Не долго прожила эта странная сцена. Опомнившись, Серова вскочила — чтоб и ей тоже оказаться позаметней:
— В таком случае, я предлагаю…
Договорить ей не дали. Или, может, ей и нечего было договаривать. Потому что уж очень легко она уступила Годенке.
Сперва Гришка рванулся выйти к доске — для торжественности, что ли? Но вдруг почувствовал, что это нелепо. И остановился посреди класса в проходе — пугало пугалом.
И, поняв, что через секунду он вообще ни на что не решится или кто-нибудь что-нибудь брякнет — и тогда придется орать, а то и драться, Гришка заговорил, обрывая свою речь на каждом слове, будто стрелял из пистолета:
— Я сам докажу свою невиновность. И кончайте… развлечения!
В эту секунду Сережа отчетливо понят, что Годенко здесь совершенно ни при чем, что их наблюдения, обыски чужих портфелей, разные умные выводы — действительно всего лишь развлечение, не больно-то хорошая игра.
Первой это, конечно, должна была почувствовать Таня. И Сережа опять промолчал: чего говорить, если на свете существует такой человек.

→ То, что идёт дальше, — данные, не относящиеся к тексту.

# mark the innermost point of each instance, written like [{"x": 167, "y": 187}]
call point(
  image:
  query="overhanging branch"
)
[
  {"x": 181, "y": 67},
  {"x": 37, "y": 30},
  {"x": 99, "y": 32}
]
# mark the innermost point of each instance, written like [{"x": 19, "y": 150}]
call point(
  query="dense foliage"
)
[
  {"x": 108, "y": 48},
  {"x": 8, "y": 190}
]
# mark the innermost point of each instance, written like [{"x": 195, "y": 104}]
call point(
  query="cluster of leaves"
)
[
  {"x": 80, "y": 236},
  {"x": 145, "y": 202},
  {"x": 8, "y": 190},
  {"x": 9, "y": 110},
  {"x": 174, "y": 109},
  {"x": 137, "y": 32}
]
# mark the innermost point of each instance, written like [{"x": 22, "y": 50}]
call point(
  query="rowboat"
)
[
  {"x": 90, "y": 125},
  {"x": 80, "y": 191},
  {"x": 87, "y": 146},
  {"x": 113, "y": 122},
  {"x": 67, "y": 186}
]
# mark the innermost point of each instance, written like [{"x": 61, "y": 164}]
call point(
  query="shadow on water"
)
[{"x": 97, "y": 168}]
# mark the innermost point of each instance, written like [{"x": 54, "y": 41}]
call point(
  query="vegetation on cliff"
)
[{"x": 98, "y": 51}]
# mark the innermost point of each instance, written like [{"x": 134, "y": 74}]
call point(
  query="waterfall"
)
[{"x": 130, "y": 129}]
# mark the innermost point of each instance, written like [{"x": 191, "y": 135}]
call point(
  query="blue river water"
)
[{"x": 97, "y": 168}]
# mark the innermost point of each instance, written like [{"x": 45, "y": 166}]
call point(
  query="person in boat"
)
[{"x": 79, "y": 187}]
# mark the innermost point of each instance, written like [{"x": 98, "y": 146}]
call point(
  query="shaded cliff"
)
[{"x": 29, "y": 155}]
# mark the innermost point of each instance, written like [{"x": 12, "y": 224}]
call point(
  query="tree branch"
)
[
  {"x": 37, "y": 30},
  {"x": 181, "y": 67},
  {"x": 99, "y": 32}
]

Но Таня вдруг сказала совсем другое — будто и не было Тришкиных стреляющих слов. Вернее, слова она, конечно, услышала. А вот самого главного — правдивого голоса — нет. И будто совсем не увидела, как он правдиво остановился посреди класса.
— Не надо! — сказала Таня очень спокойно. И синими глазами подтвердила это свое спокойствие. — Он докажет, видите ли… Здесь никакой самодеятельности быть не может! Расследование должна вести наша группа.
— Чушь!
— Нет, не чушь, Годенко. Во-первых, все видели, что мы это умеем. А ты… Тебя вообще никто не знает!
В споре, бывает, не главное сказать истину, главное сказать метко. И глупый Гришка не сообразил, что надо немедленно возмутиться, что он в этом классе с пеленок, а Садовничья — всего лишь пришлая марсианка.
Вместо этого Годенко начал доказывать, что он не верблюд:
— Да ты пойми — это меня касается, дура ты набитая! Меня, а не тебя!
— За такие слова ты можешь и получить, Годенко. Но я тебя прощаю — пока. И не перебивай людей, когда они говорят… Я сказала «во-первых». А во-вторых, это касается не только тебя. Из-за журнала пострадают очень многие: раз отметки пропали — значит, опять будут спрашивать — всех подряд, по всем предметам!